Aunque Lovecraft abrazó el racionalismo científico de todo corazón durante su vida, su ficción viene acompañada de una advertencia pesimista para aquellos que se dedican a la investigación científica desenfrenada: no se sabe lo que podemos encontrar en los recovecos más profundos del universo a medida que aumenta nuestra comprensión de la realidad. El conocimiento real, sugiere Lovecraft, es imposible; los humanos tienen una capacidad limitada para pensar de forma verdaderamente racional. Esta perspectiva podría explicar por qué Lovecraft no era un ateo evangélico y aceptaba la utilidad de la religión para la gran mayoría de la población, para la que una existencia sin Dios sería intolerable: «Ayuda a su conducta ordenada como ninguna otra cosa podría hacerlo», escribió, «y les da una satisfacción emocional que no podrían conseguir en otra parte». Además, si alguna vez descubrimos que el universo carece realmente de propósito cósmico, como imaginaba Lovecraft, los delirios de dioses a lo Cthulhu podrían parecer razonables, o incluso deseables.

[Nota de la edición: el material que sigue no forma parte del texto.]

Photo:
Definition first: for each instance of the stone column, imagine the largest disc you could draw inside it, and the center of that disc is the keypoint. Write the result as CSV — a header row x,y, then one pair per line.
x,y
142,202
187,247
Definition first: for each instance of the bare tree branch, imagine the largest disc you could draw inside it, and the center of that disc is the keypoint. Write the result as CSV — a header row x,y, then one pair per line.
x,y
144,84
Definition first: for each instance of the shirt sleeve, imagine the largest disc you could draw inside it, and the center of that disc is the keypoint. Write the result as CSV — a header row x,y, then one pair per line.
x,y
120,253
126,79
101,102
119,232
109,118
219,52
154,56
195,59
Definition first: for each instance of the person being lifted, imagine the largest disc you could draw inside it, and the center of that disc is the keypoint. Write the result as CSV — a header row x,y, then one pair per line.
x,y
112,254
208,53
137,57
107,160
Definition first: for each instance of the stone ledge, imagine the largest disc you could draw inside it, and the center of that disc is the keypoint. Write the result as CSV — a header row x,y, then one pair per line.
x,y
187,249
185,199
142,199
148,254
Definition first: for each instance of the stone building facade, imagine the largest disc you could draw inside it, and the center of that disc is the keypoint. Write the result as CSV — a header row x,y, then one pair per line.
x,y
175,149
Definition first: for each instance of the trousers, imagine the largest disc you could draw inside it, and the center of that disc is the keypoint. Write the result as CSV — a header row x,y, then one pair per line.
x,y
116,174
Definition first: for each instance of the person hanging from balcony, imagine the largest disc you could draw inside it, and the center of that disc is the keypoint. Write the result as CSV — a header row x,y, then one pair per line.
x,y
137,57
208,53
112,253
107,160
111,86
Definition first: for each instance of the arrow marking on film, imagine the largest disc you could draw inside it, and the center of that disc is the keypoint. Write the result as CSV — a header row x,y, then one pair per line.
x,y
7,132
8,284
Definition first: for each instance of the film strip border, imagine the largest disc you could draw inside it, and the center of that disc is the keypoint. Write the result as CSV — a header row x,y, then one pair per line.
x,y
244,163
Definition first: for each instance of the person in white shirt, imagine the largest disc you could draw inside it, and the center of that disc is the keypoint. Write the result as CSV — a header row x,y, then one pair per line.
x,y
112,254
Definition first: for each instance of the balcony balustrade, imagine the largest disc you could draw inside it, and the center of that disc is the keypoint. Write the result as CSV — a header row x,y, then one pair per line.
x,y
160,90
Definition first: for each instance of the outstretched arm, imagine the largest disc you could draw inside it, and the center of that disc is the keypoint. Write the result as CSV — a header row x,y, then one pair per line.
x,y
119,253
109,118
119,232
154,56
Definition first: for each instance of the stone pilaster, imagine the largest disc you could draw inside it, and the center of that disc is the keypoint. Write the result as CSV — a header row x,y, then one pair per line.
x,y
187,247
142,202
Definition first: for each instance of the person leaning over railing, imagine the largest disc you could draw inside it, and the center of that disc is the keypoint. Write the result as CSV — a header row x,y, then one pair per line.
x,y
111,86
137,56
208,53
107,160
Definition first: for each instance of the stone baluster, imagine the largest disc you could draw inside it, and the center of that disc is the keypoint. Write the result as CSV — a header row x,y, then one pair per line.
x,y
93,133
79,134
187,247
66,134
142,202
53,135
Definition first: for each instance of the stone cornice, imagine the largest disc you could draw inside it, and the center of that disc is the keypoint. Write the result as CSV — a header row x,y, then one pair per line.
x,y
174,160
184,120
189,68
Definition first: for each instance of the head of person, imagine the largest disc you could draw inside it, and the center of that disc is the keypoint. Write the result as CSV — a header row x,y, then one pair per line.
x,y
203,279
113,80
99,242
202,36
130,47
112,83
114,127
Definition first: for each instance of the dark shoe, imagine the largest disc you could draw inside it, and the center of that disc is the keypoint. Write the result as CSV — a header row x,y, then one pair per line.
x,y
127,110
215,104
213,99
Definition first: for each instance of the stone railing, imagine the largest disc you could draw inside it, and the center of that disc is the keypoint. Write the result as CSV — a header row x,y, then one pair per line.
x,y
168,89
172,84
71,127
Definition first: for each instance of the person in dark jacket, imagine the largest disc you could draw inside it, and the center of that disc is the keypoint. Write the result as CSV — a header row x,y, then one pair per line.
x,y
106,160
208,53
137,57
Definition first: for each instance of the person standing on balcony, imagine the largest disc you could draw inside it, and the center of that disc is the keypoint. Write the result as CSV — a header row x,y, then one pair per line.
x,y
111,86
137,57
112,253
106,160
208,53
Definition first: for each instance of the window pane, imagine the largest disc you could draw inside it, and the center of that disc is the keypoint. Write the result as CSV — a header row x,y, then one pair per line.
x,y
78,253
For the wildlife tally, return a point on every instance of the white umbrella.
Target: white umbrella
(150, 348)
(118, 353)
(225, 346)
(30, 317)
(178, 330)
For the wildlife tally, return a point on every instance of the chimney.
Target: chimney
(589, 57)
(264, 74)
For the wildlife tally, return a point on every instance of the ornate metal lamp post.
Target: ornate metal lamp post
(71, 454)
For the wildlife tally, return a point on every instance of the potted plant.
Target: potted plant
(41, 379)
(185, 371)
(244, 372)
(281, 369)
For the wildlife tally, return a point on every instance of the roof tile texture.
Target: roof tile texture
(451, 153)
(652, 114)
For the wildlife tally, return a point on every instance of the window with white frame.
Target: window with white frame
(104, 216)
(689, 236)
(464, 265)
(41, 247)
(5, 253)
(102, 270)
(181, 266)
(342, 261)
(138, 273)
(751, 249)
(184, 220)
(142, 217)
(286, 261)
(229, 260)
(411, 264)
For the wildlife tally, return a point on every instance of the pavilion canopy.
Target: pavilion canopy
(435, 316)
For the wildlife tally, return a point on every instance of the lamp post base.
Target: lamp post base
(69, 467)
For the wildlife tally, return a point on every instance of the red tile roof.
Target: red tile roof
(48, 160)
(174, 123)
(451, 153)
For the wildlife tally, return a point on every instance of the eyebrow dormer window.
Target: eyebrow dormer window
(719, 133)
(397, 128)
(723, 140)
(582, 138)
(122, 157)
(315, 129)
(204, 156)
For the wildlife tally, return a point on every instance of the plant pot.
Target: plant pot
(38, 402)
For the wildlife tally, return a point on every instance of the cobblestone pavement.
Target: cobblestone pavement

¿Dónde nos deja esto hoy? El legado de Lovecraft en la actualidad es realmente asombroso, sobre todo si tenemos en cuenta el estado de oscuridad en el que murió. Y lo que es más importante, su filosofía ha perdurado, esbozada a través de protagonistas desconcertados que ven cómo su sentido del yo se disuelve a medida que adquieren una apreciación (limitada) de cómo son realmente las cosas. Al final de «Dagon», su historia sobre el desafortunado viaje de un hombre para ver lo que hay al otro lado de una extraña colina, vemos esta filosofía en acción. Para Lovecraft, el «hombre» no es la medida de todas las cosas. Los humanos no somos una especie superior. Nuestras costumbres, triviales. Nuestro tiempo, fugaz.

No puedo pensar en las profundidades del mar», escribe Lovecraft al final de «Dagon», «sin estremecerme ante las cosas sin nombre que pueden estar en este mismo momento arrastrándose y flotando en su lecho viscoso, adorando a sus antiguos ídolos de piedra y tallando sus propias detestables imágenes en obeliscos submarinos de granito empapado de agua. Sueño con un día en que puedan elevarse por encima de las olas para arrastrar en sus apestosas garras los restos de una humanidad enclenque y agotada por la guerra; con un día en que la tierra se hunda y el oscuro fondo del océano ascienda en medio del pandemónium universal».